CalPERS offers a number of different retirement plans. Civilian employees with the City of Oakland receive the 2.7% at 55 (PDF) plan. Basically, your annual retirement benefits will be a percentage of whatever your final salary was, and the percentage is determined by how long you worked for the City. So if you retire at the age of 55 after having worked for the City for 5 years, you will be getting 13.5% of your final pay as your retirement benefit. If you retire at 55 after having worked for the City for 20 years, you get 54% of your final pay. There are other factors that come into play when calculating your exact benefit, and depending on what options you take it will probably in practice be less than that, but that’s the general idea. Police and firefighters get a different benefit formula, one specifically for public safety employees, 3% at 50 (PDF).
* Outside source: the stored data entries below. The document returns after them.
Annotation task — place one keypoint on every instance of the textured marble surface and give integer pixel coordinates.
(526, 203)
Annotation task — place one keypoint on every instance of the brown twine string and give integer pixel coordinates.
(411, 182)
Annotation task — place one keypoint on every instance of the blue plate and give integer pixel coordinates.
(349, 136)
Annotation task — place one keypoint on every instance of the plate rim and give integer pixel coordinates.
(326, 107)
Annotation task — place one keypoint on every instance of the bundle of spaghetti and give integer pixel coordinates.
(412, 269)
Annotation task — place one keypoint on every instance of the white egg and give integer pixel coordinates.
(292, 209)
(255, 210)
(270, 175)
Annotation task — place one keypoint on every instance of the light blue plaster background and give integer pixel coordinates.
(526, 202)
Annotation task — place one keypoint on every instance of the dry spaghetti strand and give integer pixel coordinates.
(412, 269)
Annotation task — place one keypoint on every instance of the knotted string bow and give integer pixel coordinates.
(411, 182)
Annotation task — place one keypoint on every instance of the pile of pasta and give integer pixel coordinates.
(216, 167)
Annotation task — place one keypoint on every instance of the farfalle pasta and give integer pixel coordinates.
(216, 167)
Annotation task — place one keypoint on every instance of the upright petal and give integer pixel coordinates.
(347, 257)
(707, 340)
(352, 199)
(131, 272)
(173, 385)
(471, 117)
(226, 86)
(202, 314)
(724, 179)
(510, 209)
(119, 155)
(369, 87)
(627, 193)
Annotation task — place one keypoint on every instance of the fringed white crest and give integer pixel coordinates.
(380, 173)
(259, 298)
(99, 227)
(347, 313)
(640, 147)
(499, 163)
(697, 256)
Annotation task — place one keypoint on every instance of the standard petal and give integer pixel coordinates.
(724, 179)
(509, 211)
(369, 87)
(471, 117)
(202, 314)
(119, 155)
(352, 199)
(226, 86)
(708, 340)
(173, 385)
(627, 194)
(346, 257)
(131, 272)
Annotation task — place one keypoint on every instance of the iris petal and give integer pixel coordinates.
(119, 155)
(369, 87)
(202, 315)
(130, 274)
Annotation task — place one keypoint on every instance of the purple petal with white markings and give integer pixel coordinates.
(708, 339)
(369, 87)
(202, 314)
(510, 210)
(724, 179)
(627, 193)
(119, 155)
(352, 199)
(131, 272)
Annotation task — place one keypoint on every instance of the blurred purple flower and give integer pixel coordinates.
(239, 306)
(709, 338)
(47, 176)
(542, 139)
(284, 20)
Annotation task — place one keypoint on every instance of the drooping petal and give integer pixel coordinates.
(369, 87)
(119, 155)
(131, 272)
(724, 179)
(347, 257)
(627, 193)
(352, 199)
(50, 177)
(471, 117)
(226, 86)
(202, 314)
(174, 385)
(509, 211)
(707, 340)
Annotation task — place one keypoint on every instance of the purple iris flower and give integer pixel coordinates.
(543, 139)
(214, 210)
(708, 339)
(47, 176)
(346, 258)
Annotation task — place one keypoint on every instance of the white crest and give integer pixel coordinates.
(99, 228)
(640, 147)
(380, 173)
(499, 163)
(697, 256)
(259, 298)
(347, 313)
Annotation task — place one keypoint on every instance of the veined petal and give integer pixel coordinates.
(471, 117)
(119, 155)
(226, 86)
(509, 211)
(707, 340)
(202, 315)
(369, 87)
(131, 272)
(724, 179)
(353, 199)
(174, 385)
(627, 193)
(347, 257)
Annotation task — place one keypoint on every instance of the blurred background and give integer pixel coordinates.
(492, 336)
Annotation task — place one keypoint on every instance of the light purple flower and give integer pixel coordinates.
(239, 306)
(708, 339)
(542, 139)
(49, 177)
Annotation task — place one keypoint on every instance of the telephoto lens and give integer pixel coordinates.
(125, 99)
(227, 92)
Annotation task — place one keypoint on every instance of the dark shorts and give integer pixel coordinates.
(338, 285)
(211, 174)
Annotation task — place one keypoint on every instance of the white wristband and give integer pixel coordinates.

Once you retire, your pension is no longer the City’s responsibility – it all comes out of CalPERS. While you’re working, your retirement is being funded in two ways. First, there’s the employee share. This is your money and it goes into your account and if for some reason you leave your job with the City, you can get it back and roll it into your IRA or whatever, but of course doing so ends your membership with CalPERS, so no pension. The employee share for civilian employees is 8% of pay, and for public safety it’s 9% of pay. Civilian employees pay 3% out of their paycheck into this, and the City pays the remaining 5% of the employee share. Firefighters pay the entire 9% of the employee share out of their paycheck. The City pays the entire employee share for police.
Then there’s the employer share. Employer contributions are not tied to individual salaries or any individual’s retirement account. They just go to CalPERS where they are invested and used to pay ongoing benefit costs for the system. CalPERS tells the City what percentage of total payroll they have to contribute, and this amount can change throughout the course of the year based on the system’s needs. In July of 2008, the employer rate for civilian employees was 19.553%, and for public safety employees it was 27.088%. These rates are expected to increase every year for the forseeable future, for a variety of reasons, but largely due to losses in CalPERS’s investment portfolio.
In addition to their 9% employee share, firefighters also pay 4% of the employer share, for a total of 13% retirement contributions out of their paycheck. Civilian employees pay none of the employer share, so their total contribution is 3%. Police make no contributions to retirement costs.
If you work for the City for 10 years as a civilian employee and retire, you also receive medical insurance for life as part of your retirement benefit.
And I think that’s pretty much everything. Hopefully this will give people a clearer picture of how City employees are compensated.